Westerners are not the only people fighting for social and economic justice. Two weeks ago, Taliban members in Pakistan shot 14-year-old Malala Yousufzai, a schoolgirl who was also an activist for girls’ education. In addressing the attack on Malala, a Taliban spokesman claimed his group was behind the shooting and said, “She was young but she was promoting Western culture.” Malala’s insistence on education for girls runs counter to the existing norms of her region. It’s counter to the desires of the Taliban, and maybe it’s even counter to the desires of the majority of people where she lives. By promoting girls’ education, Malala was seen as importing Westernization. In some ways, she was, since education is more prominent in developed areas of the world.
The day before Malala was shot, a 14-year-old girl in Indonesia returned to school after being raped and held captive. During the flag ceremony on the day she returned to school, a staff member referenced the situation in a speech and said that the school “could no longer accept a student that has tarnished the school’s image.” A teacher also told the young girl to pack her things and leave. The school has since apologized, but not surprisingly, the girl has not gone back to school. She is surrounded by people who degraded her for being raped.
Culture is inextricable to these stories, and I was reminded of the difficulty of acting within environments where I lack cultural competence, such as Pakistan or Indonesia. But I was also reminded of how enthusiastic I used to be about international service when I first arrived at Duke in the fall of 2009 and how hesitant I have become in the last three years. Whether I’m afraid of being a cultural imperialist, afraid others will see me as one or completely overwhelmed by the prospects of international work, I know that somehow I have become much more likely to feel disempowered when I hear stories involving people like Malala.
I’m taking the time now to remind myself how interconnected I am with people in all parts of the world. I may not understand their experiences, but that should not, and does not, exempt me from being interconnected with them. I don’t know what I want to do next year, but I’m trying to be in touch with how I think the world should be and stop apologizing for wanting to make a change. There has to be a way to not tarnish the drive toward social and economic justice, to not dub it as always a white savior complex and to improve it through practical knowledge from our Duke experiences.

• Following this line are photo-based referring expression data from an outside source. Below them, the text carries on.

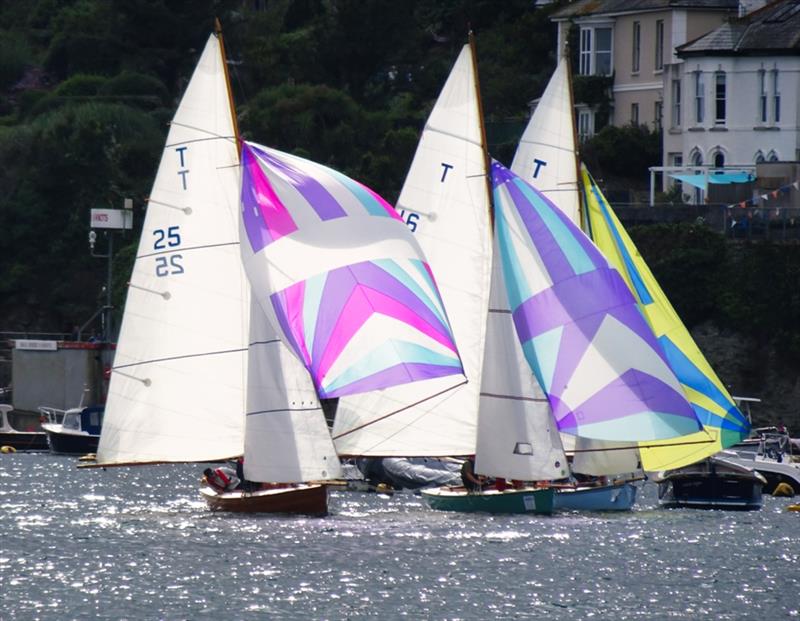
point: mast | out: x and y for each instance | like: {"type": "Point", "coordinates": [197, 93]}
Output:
{"type": "Point", "coordinates": [583, 222]}
{"type": "Point", "coordinates": [234, 120]}
{"type": "Point", "coordinates": [484, 146]}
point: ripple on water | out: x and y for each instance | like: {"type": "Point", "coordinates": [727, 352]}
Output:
{"type": "Point", "coordinates": [140, 543]}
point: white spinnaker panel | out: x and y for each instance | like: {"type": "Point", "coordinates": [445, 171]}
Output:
{"type": "Point", "coordinates": [286, 437]}
{"type": "Point", "coordinates": [445, 201]}
{"type": "Point", "coordinates": [517, 435]}
{"type": "Point", "coordinates": [177, 388]}
{"type": "Point", "coordinates": [547, 154]}
{"type": "Point", "coordinates": [601, 458]}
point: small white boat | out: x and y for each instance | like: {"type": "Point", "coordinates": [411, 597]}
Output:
{"type": "Point", "coordinates": [17, 439]}
{"type": "Point", "coordinates": [772, 453]}
{"type": "Point", "coordinates": [713, 483]}
{"type": "Point", "coordinates": [78, 432]}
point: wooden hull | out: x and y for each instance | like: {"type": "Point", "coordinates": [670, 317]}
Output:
{"type": "Point", "coordinates": [299, 500]}
{"type": "Point", "coordinates": [601, 498]}
{"type": "Point", "coordinates": [528, 500]}
{"type": "Point", "coordinates": [24, 440]}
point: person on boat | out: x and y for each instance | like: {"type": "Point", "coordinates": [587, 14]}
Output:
{"type": "Point", "coordinates": [471, 481]}
{"type": "Point", "coordinates": [222, 479]}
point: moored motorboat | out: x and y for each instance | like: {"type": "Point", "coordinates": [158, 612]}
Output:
{"type": "Point", "coordinates": [298, 499]}
{"type": "Point", "coordinates": [78, 433]}
{"type": "Point", "coordinates": [512, 500]}
{"type": "Point", "coordinates": [713, 483]}
{"type": "Point", "coordinates": [771, 452]}
{"type": "Point", "coordinates": [19, 440]}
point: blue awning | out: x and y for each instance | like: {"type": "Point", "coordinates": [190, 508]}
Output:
{"type": "Point", "coordinates": [700, 180]}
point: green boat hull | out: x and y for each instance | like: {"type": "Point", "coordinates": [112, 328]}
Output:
{"type": "Point", "coordinates": [528, 500]}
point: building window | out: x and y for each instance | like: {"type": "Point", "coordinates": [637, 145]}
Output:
{"type": "Point", "coordinates": [719, 98]}
{"type": "Point", "coordinates": [585, 128]}
{"type": "Point", "coordinates": [659, 45]}
{"type": "Point", "coordinates": [676, 103]}
{"type": "Point", "coordinates": [776, 98]}
{"type": "Point", "coordinates": [699, 97]}
{"type": "Point", "coordinates": [595, 55]}
{"type": "Point", "coordinates": [762, 96]}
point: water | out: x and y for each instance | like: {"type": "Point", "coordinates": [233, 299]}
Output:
{"type": "Point", "coordinates": [138, 543]}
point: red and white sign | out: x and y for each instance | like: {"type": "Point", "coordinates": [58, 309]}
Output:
{"type": "Point", "coordinates": [112, 219]}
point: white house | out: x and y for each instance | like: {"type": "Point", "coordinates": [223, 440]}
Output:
{"type": "Point", "coordinates": [732, 96]}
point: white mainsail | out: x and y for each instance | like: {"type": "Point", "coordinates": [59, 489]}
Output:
{"type": "Point", "coordinates": [445, 201]}
{"type": "Point", "coordinates": [547, 157]}
{"type": "Point", "coordinates": [286, 437]}
{"type": "Point", "coordinates": [547, 153]}
{"type": "Point", "coordinates": [177, 386]}
{"type": "Point", "coordinates": [517, 436]}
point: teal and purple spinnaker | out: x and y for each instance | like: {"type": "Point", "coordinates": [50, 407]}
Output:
{"type": "Point", "coordinates": [341, 276]}
{"type": "Point", "coordinates": [582, 333]}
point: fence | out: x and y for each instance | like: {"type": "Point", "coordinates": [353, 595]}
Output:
{"type": "Point", "coordinates": [779, 224]}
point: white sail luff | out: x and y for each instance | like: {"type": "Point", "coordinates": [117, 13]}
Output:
{"type": "Point", "coordinates": [445, 199]}
{"type": "Point", "coordinates": [517, 436]}
{"type": "Point", "coordinates": [547, 154]}
{"type": "Point", "coordinates": [176, 392]}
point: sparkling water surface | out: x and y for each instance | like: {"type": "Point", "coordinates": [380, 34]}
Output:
{"type": "Point", "coordinates": [139, 543]}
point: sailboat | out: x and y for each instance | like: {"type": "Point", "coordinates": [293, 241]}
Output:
{"type": "Point", "coordinates": [210, 366]}
{"type": "Point", "coordinates": [547, 157]}
{"type": "Point", "coordinates": [495, 415]}
{"type": "Point", "coordinates": [694, 458]}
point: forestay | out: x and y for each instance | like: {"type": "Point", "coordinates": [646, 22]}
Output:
{"type": "Point", "coordinates": [177, 385]}
{"type": "Point", "coordinates": [723, 423]}
{"type": "Point", "coordinates": [580, 328]}
{"type": "Point", "coordinates": [445, 202]}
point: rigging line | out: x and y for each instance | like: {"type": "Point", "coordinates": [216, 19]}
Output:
{"type": "Point", "coordinates": [186, 249]}
{"type": "Point", "coordinates": [639, 446]}
{"type": "Point", "coordinates": [513, 398]}
{"type": "Point", "coordinates": [411, 405]}
{"type": "Point", "coordinates": [184, 357]}
{"type": "Point", "coordinates": [146, 381]}
{"type": "Point", "coordinates": [186, 210]}
{"type": "Point", "coordinates": [212, 135]}
{"type": "Point", "coordinates": [278, 410]}
{"type": "Point", "coordinates": [164, 294]}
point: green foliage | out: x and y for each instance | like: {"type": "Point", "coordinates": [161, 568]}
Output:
{"type": "Point", "coordinates": [14, 57]}
{"type": "Point", "coordinates": [135, 89]}
{"type": "Point", "coordinates": [622, 152]}
{"type": "Point", "coordinates": [673, 251]}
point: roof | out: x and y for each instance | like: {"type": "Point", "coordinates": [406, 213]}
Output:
{"type": "Point", "coordinates": [585, 8]}
{"type": "Point", "coordinates": [774, 29]}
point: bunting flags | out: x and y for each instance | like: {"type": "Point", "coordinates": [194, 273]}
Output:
{"type": "Point", "coordinates": [753, 202]}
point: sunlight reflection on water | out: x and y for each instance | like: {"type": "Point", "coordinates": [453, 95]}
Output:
{"type": "Point", "coordinates": [140, 544]}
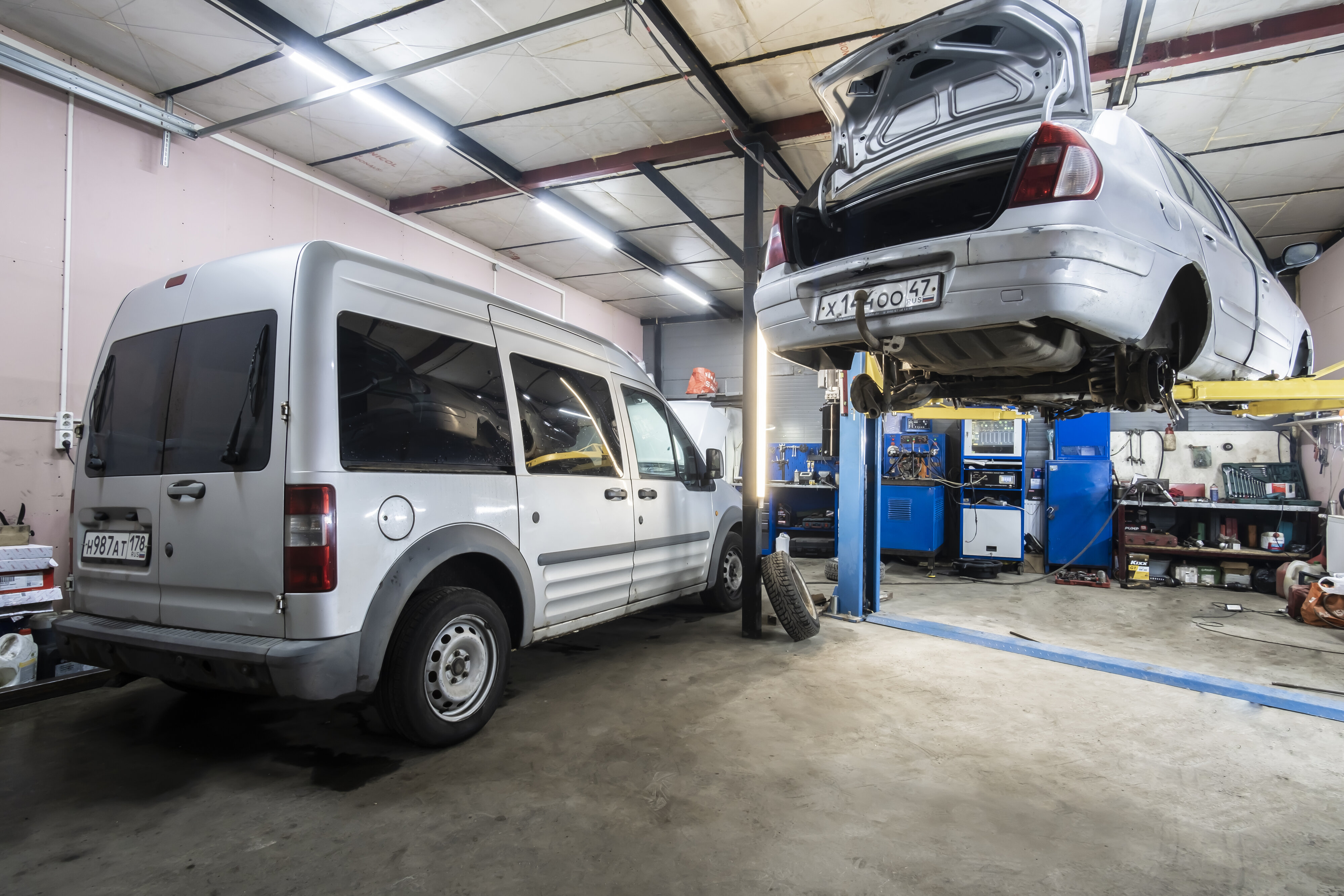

In terms of going forward, I do think we should be having dialogues about cultural imperialism within service, but I don’t think we should be hesitating to act. I do want cultural traditions to remain distinct, but I don’t see a role for gender inequality, poverty or prejudice of any form within “cultural values.” There’s a separate culture that incorporates all of these pernicious facets—homophobia, rape, gender inequality, violence, racism, poverty, classism—but that’s a culture common to all regions and all countries. Our culture here at Duke doesn’t unequivocally support rape survivors. We’re bound up in systems that curtail women from being equal, whether it’s through workplace discrimination, gender roles or the lack of mentors. So when we’re fighting against this culture, whether at home or abroad, we’re not perpetuating Western dominance. Rather, we’re redefining ourselves.